Because our mammalian cell-culture studies focused on the TGF-β/activin/nodal branch of the pathway, we sought to address whether signaling through this branch could induce similar pulses of activity in Xenopus embryos. We prevented the BMP-dependent bursts of nuclear Smad4 by injecting DNAlk3 and then treated the animal cap explants with 10 ng/mL activin. Bursts similar in frequency to those observed in response to endogenous BMP signaling were observed (Fig. 6 D and E and Movie S6). Immunofluorescent analysis revealed that Smad2/3 accumulated homogeneously in every cell in the animal cap treated with activin (Fig. S5D). Similarly, we found that cell dissociation abrogated the BMP-dependent bursts of nuclear Smad4 and that bursts could be restored by treating the dissociated cells with activin (Fig. S5E). Taken together, our experiments in the early Xenopus embryo show that Smad4, but not the R-Smads, shows repeated pulses of transient activity in response to either BMP or activin signaling and suggest that the temporal duration of signaling is limited by Smad4 as in mammalian cell culture.

Our studies in cell culture showed transient induction of Smad4, whereas those in Xenopus embryos showed repeated bursting. To understand the connection between these behaviors, we created a simple mathematical model (SI Text, SI Materials and Methods and Fig. S6). The result show that transient induction and bursting can coexist readily in the same model and that additional feedback mechanisms could be responsible for creating the bursting dynamics in the Xenopus embryo.

Discussion

We have shown that the previously accepted model in which activated, nuclear-localized R-Smads are synonymous with pathway activation need to be refined. Under continuous ligand stimulation, R-Smads remain active, but transcription returns to baseline levels. This basic discrepancy was established using both traditional assays in unmodified cells and live-cell imaging in cells expressing an RFP-Smad2 reporter. In our revision, the R-Smads respond in a uniform, graded manner to the level of agonist. Smad4 enters the nucleus with the R-Smads but then mediates the temporal adaptation of the pathway that terminates transcription. Adaptation requires protein synthesis, but its dynamics do not depend significantly on the agonist level. The heterodimer between the two factors then imposes both digital time control and graded activity on the pathway output.
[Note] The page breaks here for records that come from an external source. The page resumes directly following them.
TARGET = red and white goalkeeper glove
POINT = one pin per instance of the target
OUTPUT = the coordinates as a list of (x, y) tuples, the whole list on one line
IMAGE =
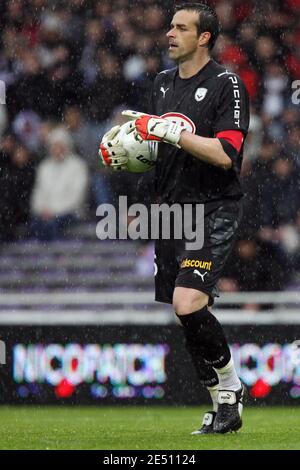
[(111, 151), (155, 128)]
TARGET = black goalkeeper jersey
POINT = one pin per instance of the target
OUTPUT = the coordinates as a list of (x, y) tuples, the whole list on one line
[(211, 101)]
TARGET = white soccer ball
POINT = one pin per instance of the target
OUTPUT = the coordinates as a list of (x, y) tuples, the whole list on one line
[(141, 155)]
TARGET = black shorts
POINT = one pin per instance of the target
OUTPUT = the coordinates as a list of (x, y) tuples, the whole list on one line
[(198, 269)]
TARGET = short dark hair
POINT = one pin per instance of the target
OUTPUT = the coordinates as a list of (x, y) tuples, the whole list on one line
[(208, 20)]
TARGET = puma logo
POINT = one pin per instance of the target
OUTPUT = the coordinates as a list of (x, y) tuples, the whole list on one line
[(164, 91), (199, 274)]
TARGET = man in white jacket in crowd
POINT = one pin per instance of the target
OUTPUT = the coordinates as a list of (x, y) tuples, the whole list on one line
[(60, 188)]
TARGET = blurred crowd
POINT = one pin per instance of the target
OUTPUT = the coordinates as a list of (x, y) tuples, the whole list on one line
[(70, 67)]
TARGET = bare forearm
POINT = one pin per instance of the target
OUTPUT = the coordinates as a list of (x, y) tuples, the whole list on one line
[(208, 150)]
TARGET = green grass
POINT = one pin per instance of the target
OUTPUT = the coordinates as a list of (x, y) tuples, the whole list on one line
[(141, 428)]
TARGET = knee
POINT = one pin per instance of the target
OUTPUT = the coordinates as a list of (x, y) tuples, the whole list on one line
[(186, 301)]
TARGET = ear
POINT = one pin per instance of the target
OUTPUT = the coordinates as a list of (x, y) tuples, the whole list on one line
[(204, 38)]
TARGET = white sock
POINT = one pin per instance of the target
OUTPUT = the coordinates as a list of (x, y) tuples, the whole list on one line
[(213, 391), (228, 378)]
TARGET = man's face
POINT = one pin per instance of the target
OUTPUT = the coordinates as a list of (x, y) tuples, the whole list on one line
[(183, 36)]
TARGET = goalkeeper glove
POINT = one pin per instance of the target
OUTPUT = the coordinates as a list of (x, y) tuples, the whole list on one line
[(111, 151), (150, 127)]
During the embryonic development, TGF-β ligands act as morphogens with the cell fate outcome dictated not only by the concentration of ligand but also by the timing and duration of stimulation (21, 22). It will be important to reexamine the temporal aspects of TGF-β–mediated fate specification in light of our finding that TGF-β transcription likely is bursting during development. Future work will seek to connect bursts of Smad4 to fate decisions and to determine whether the number of Smad4 bursts plays a role in specifying cell fate. In addition to its role in development, TGF-β is dysregulated in a variety of cancers (26), and the timing of signaling also plays an important role. For example, TGF-β is transiently up-regulated in metastasizing breast cancer cells (27). It seems likely that dysregulation of the timing of signaling will play a role in disease.

Because Smad4 is shared between the two branches of the TGF-β pathway, our model raises further questions about branch interactions (28). If temporal control of the pathway is mediated by Smad4, this control naturally would induce correlations between the timing of TGF-β and BMP-dependent transcription, with the relative amplitudes determined by the activation of branch-specific R-Smads. It will be of interest to determine if adaptation induced by TGF-β will truncate the response to BMP presented a short time later, and conversely. Of equal interest is the response to temporal pulses of agonist. Is there a refractory period defined by the adaptation?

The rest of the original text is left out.